Tuesday, February 19, 2008

Catherine Ségurane
Catherine Ségurane (Catarina Ségurana in the Niçard dialect of Provençal) is a folk heroine of the city of Nice, France who is said to have played a decisive role in repelling the city's siege by Turkish invaders allied with Francis I, the king of France, in the summer of 1543. At the time, Nice was part of Savoy, independent from France, and had no standing military to defend it. Most versions of the tale have Catherine Ségurane, a common washerwoman, leading the townspeople into battle. Legend has it that she knocked out a standard bearer with her beater and took his flag.
However, according to one commonly told story, Catherine took the lead in defending the city by standing before the invading forces and exposing her bare bottom. This is said to have so repulsed the Turkish infantry's Muslim sense of decency that they turned and fled. However, in Turkish culture, the practice of "mooning" is considered odd or absurdly immoral but never offensive and most probably as a sexual teasing, especially when performed by a female.

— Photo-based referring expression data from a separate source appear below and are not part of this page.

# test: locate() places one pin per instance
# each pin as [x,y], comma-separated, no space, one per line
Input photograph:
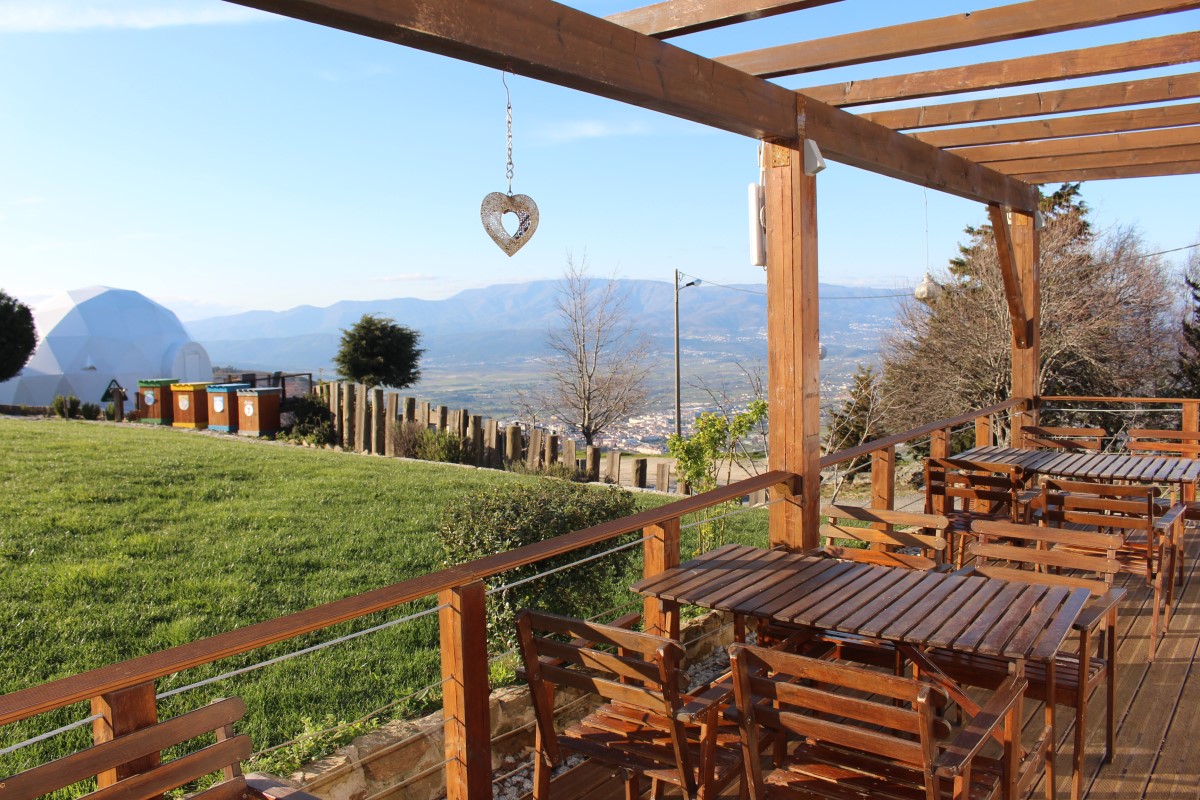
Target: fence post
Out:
[123,713]
[465,705]
[389,434]
[661,551]
[378,432]
[640,473]
[983,431]
[361,432]
[593,463]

Catherine's existence has never been definitively proven, and her heroic act of mooning is likely pure fiction or highly exaggerated; Jean Badat, a historian who stood witness to the siege, made no mention of her involvement in the defense. Historically attested defense of Nice include the townspeople's destruction of a key bridge and the arrival of an army mustered by a Savoyard duke, Charles III. Nevertheless, the legend of Catherine Ségurane has excited the local imagination. Louis Andrioli wrote an epic poem about her in 1808, and a play dedicated to her story was written by Jean-Baptiste Toselli in 1878. In 1923, a bas-relief monument to Catherine was erected near the supposed location of her feat. In Nice, Catherine Segurane Day is celebrated annually, concurrent with St. Catherine's Day on November 25.